По требованию публики Володька рассказал эту поучительную историю. Став директором, он решил осуществить свою давнюю мечту — реконструировать завод. Но для этого необходимо было новое оборудование, которое три упомянутые организации смутно пообещали поставить к двухтысячному году. Прикинув, что к этой юбилейной дате и он сам, и завод морально и физически превратятся в труху, Володька с помощью своей мозговой шпаны придумал довольно-таки наглый и неслыханный по своей хитроумности план. В то время было модно и идеологически выдержано рапортовать о достигнутых под мудрым руководством неслыханных успехах, и Володька от имени трудового коллектива послал дорогому и глубочайшим образом уважаемому письмо, каковым дал заверение удвоить выпуск продукции на имеющихся производственных площадях путем установки нового оборудования. По обычаю того времени, письмо было опубликовано в центральной печати вместе с ответом лично товарища Брежнева, который благодарил коллектив за ценную инициативу и выражал уверенность, что установка нового оборудования приведет к намеченной цели.
Остальное было делом техники. Этот бесценный ответ Володька распечатал, как листовку, в сотне экземпляров, каковые злодейски разбросал по кабинетам Госплана, Госснаба и родного министерства. Тамошние бюрократы взвыли, грозились оторвать Кузьмичеву голову и оставшуюся руку, но Володька, будто оглохнув, вместо объяснений спокойно, по-партийному зачитывал бюрократам мудрый ответ, и тем ничего не оставалось делать, как приказать директору Ново-Краматорского завода вне всякой очереди изготовить для бандита Кузьмичева новое оборудование, что и требовалось доказать.
— А вы говорите — застой! — весело закончил Володька свой рассказ. — Кстати, мой коллега в Ново-Краматорске выдал такую сентенцию: «В Америке, в штате Пенсильвания имеется примерно такой же завод, как мой. И я подумал: что нужно сделать, чтобы разорить оба завода? Да поменять нас, директоров, местами! Я, как у нас принято, буду отбрыкиваться от заказов, а американец, как у них принято, загребать их своими лапами. И оба завода быстро пойдут ко дну!»
— Похоже, — Вася кивнул. — Однако бандюга ты первостатейный, ты ведь прекрасно понимал, что тебе досталось оборудование, которое должен был получить кто-то другой.
— Вот именно! — Володька приложил руку к сердцу. — Прямо-таки душа за него болела.
— А совесть? — негодующе спросила Птичка.
— Мучила, да еще как! — признался Володька. — Целых полчаса, именно такой отрезок времени меня крыл по междугородному телефону директор ограбленного предприятия. Что поделаешь, человек человеку волк, товарищ и брат.
— Действительно, разбойничья философия, — удивилась Елизавета Львовна. — Неужели все руководители нашей промышленности ее разделяют?

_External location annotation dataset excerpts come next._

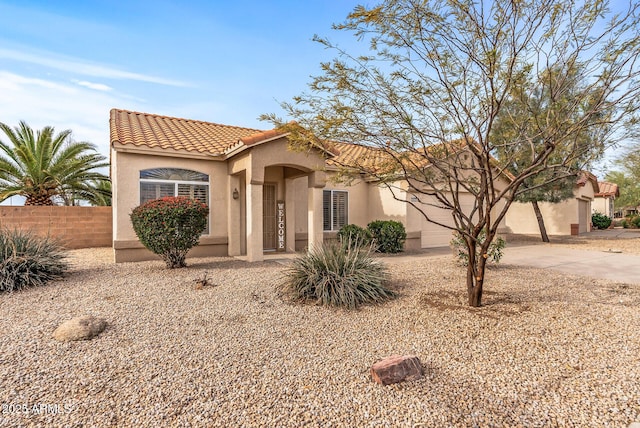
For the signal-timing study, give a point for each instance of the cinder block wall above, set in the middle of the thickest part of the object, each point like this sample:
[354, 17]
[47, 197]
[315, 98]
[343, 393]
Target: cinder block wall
[76, 227]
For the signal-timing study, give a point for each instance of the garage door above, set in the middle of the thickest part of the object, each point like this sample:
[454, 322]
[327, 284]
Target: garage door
[434, 235]
[583, 216]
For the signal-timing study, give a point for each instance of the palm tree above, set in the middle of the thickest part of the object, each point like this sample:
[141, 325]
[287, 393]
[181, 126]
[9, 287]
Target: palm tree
[43, 165]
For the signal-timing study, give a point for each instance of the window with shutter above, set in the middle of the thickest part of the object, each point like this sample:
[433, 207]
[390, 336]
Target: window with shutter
[160, 182]
[335, 209]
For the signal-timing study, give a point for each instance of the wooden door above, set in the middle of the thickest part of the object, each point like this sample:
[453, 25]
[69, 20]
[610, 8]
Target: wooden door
[269, 216]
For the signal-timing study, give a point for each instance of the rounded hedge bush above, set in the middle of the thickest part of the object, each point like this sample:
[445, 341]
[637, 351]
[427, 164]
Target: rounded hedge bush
[388, 235]
[600, 221]
[170, 227]
[27, 260]
[351, 234]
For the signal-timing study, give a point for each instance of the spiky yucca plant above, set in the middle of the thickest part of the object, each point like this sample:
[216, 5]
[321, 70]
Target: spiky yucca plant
[27, 260]
[337, 275]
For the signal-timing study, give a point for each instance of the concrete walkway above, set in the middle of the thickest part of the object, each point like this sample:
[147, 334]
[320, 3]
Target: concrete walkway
[598, 264]
[592, 263]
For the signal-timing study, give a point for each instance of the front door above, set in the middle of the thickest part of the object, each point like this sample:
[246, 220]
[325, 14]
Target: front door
[269, 217]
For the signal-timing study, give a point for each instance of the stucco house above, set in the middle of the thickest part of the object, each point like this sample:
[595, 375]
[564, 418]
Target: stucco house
[262, 196]
[604, 199]
[570, 217]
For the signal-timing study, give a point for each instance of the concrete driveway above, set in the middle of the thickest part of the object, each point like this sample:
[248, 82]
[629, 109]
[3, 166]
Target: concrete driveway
[598, 264]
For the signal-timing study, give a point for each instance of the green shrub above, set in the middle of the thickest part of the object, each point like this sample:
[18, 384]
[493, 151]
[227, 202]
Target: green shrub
[460, 251]
[337, 275]
[351, 234]
[170, 227]
[388, 235]
[600, 221]
[27, 260]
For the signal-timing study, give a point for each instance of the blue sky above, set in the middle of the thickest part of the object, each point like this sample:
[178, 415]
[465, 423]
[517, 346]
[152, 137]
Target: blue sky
[67, 63]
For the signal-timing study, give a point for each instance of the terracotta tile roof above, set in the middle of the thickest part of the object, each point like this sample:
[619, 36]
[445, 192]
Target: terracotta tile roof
[584, 177]
[356, 155]
[261, 136]
[607, 189]
[154, 131]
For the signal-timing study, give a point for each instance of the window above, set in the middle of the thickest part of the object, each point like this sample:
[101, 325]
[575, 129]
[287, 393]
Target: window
[160, 182]
[335, 209]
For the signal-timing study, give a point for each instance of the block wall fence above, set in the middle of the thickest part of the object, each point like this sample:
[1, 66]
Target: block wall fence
[75, 227]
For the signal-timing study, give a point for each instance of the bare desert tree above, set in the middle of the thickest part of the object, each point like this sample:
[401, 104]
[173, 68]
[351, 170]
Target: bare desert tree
[431, 80]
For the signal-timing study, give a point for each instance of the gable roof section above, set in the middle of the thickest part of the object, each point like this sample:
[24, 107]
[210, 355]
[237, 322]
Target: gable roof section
[607, 189]
[584, 177]
[144, 130]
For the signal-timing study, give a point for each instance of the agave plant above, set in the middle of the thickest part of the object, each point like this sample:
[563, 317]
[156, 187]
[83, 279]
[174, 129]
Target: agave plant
[27, 260]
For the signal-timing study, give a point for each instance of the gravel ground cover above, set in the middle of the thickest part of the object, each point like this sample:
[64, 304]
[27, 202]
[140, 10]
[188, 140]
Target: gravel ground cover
[545, 350]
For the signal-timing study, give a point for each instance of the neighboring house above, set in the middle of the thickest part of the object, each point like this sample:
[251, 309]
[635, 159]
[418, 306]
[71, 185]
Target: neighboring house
[604, 200]
[262, 196]
[570, 217]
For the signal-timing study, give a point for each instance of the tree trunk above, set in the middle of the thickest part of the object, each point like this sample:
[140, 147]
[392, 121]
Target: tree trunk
[475, 273]
[543, 229]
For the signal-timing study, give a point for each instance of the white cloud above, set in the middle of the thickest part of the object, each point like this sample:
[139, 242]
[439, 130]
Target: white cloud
[84, 68]
[62, 105]
[91, 85]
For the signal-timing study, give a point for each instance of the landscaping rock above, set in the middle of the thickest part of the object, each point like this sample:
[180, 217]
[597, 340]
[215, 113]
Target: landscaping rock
[396, 368]
[80, 328]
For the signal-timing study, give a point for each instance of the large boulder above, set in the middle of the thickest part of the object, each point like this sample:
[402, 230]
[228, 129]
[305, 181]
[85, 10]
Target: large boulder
[80, 328]
[396, 368]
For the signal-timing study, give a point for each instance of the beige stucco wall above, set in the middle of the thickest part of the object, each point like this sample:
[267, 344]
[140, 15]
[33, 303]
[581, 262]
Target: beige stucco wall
[558, 217]
[602, 205]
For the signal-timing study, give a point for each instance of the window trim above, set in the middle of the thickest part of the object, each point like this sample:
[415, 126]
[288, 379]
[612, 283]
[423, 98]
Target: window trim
[175, 184]
[332, 209]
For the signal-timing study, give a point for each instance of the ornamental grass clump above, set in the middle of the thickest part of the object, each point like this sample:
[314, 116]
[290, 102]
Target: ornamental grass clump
[27, 260]
[337, 275]
[170, 227]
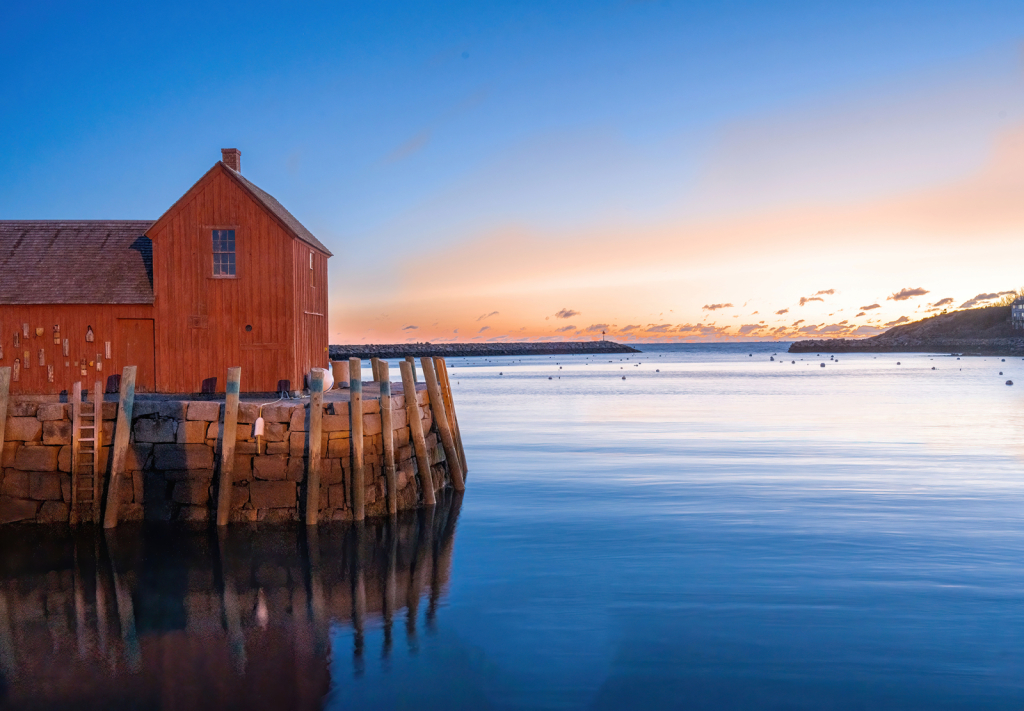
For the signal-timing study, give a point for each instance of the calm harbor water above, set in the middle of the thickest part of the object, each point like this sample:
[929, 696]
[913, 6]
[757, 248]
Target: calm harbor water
[717, 531]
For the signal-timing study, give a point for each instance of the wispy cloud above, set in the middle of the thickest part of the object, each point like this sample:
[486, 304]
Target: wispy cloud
[904, 294]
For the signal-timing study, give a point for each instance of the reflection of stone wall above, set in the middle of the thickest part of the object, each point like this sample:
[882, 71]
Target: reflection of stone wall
[176, 619]
[174, 457]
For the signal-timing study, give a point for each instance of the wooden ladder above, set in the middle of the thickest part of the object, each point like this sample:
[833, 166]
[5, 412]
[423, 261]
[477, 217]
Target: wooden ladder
[86, 447]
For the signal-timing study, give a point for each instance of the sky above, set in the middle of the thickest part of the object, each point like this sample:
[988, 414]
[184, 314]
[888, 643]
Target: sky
[650, 170]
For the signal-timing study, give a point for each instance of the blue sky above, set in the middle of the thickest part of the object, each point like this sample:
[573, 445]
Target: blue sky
[389, 126]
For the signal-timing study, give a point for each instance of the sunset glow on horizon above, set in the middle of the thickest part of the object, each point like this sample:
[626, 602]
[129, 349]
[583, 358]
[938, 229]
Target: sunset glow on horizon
[656, 171]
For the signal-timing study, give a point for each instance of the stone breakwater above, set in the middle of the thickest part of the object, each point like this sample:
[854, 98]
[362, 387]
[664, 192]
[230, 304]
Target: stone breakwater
[908, 344]
[173, 460]
[340, 352]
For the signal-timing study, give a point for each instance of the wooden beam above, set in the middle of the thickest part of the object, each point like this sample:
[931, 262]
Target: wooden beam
[227, 440]
[121, 433]
[355, 423]
[315, 444]
[416, 428]
[387, 432]
[443, 428]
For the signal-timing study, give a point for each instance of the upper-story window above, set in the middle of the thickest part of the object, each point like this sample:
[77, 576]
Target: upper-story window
[223, 252]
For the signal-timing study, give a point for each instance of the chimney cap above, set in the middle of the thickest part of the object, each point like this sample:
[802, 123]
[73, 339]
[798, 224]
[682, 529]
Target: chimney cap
[231, 158]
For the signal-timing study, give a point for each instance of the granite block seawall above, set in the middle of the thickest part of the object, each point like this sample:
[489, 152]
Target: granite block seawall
[173, 460]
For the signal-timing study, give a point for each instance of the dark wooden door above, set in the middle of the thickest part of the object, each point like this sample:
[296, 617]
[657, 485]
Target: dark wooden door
[135, 347]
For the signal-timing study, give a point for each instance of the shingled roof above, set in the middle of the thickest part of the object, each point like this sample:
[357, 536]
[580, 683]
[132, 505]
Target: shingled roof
[76, 261]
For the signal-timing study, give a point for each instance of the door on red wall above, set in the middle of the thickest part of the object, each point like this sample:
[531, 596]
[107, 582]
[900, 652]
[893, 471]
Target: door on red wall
[135, 347]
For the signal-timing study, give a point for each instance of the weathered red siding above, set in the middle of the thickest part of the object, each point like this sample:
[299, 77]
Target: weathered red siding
[74, 321]
[201, 320]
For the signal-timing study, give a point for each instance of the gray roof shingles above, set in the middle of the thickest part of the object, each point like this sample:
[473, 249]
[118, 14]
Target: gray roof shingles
[75, 261]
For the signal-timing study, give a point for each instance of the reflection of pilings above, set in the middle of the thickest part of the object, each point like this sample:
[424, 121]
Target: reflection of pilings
[317, 605]
[391, 540]
[126, 611]
[8, 662]
[229, 603]
[358, 596]
[425, 519]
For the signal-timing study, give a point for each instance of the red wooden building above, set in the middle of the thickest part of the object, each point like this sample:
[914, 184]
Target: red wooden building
[226, 277]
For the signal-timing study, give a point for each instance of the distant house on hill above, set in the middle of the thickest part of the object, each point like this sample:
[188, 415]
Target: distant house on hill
[226, 277]
[1017, 314]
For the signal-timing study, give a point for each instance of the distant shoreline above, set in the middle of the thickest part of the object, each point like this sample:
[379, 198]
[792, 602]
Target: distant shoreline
[477, 349]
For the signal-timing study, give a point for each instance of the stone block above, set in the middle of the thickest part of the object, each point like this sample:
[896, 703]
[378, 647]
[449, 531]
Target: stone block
[297, 443]
[9, 452]
[371, 425]
[53, 512]
[137, 456]
[296, 468]
[56, 432]
[270, 468]
[23, 429]
[207, 412]
[37, 458]
[165, 409]
[182, 457]
[338, 448]
[336, 423]
[44, 486]
[194, 513]
[155, 430]
[279, 413]
[51, 411]
[193, 431]
[331, 471]
[23, 409]
[272, 494]
[336, 496]
[299, 421]
[16, 509]
[240, 495]
[248, 412]
[188, 492]
[15, 484]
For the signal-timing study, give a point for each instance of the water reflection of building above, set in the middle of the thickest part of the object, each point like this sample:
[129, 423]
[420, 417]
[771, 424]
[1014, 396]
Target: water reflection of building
[173, 619]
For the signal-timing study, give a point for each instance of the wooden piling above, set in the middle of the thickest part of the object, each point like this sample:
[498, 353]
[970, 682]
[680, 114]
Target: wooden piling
[355, 420]
[226, 482]
[445, 384]
[416, 428]
[440, 419]
[315, 444]
[387, 433]
[97, 451]
[76, 447]
[4, 398]
[339, 369]
[122, 432]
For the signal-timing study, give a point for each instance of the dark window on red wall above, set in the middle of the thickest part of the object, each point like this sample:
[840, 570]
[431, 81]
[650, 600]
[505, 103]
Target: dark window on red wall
[223, 252]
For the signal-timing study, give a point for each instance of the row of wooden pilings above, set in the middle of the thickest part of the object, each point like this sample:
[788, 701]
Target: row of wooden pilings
[441, 405]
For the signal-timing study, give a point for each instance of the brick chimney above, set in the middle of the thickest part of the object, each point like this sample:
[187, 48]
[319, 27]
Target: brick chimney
[231, 158]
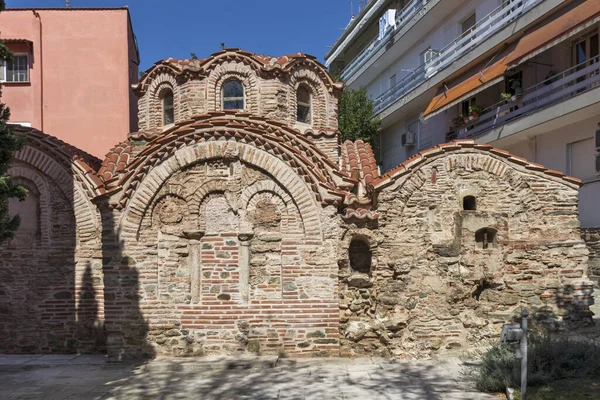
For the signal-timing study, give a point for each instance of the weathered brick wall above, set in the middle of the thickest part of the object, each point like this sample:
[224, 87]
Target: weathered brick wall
[228, 259]
[434, 285]
[591, 236]
[51, 279]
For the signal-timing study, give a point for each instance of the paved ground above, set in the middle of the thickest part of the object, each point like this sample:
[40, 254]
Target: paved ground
[91, 377]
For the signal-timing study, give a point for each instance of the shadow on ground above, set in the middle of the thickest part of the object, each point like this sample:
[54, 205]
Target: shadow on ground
[228, 378]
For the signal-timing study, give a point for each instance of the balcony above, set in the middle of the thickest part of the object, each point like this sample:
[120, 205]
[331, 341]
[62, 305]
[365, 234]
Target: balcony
[564, 86]
[373, 47]
[486, 27]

— Я первый не разделяю! — округлив глаза, поклялся Володька. — Меня попроси — последний станок отдам… если он никуда не годен. А если честно, Елизавета Львовна, то каждый завод ведет борьбу за выживание: боремся с планом, с поставщиками, потребителями, законностью. Мы как корова, попавшая в болото: одну ногу вытащим, другая увязает, другую вытащим… А когда тонешь, хватаешься за соломинку. Вот и пришлось воспользоваться добротой и полной некомпетентностью товарища Брежнева.
— Это точно, ему чихать было на то, что и какой завод получит, — благодушно сказал Вася, — лишь бы лишний раз свою фамилию в газете увидеть, а еще лучше — покрасоваться в телевизоре. Очень он это обожал. А вот Сталина при всех его недостатках, перехитрить было трудно. Гитлер — этот перехитрил, а другого случая даже не припомню.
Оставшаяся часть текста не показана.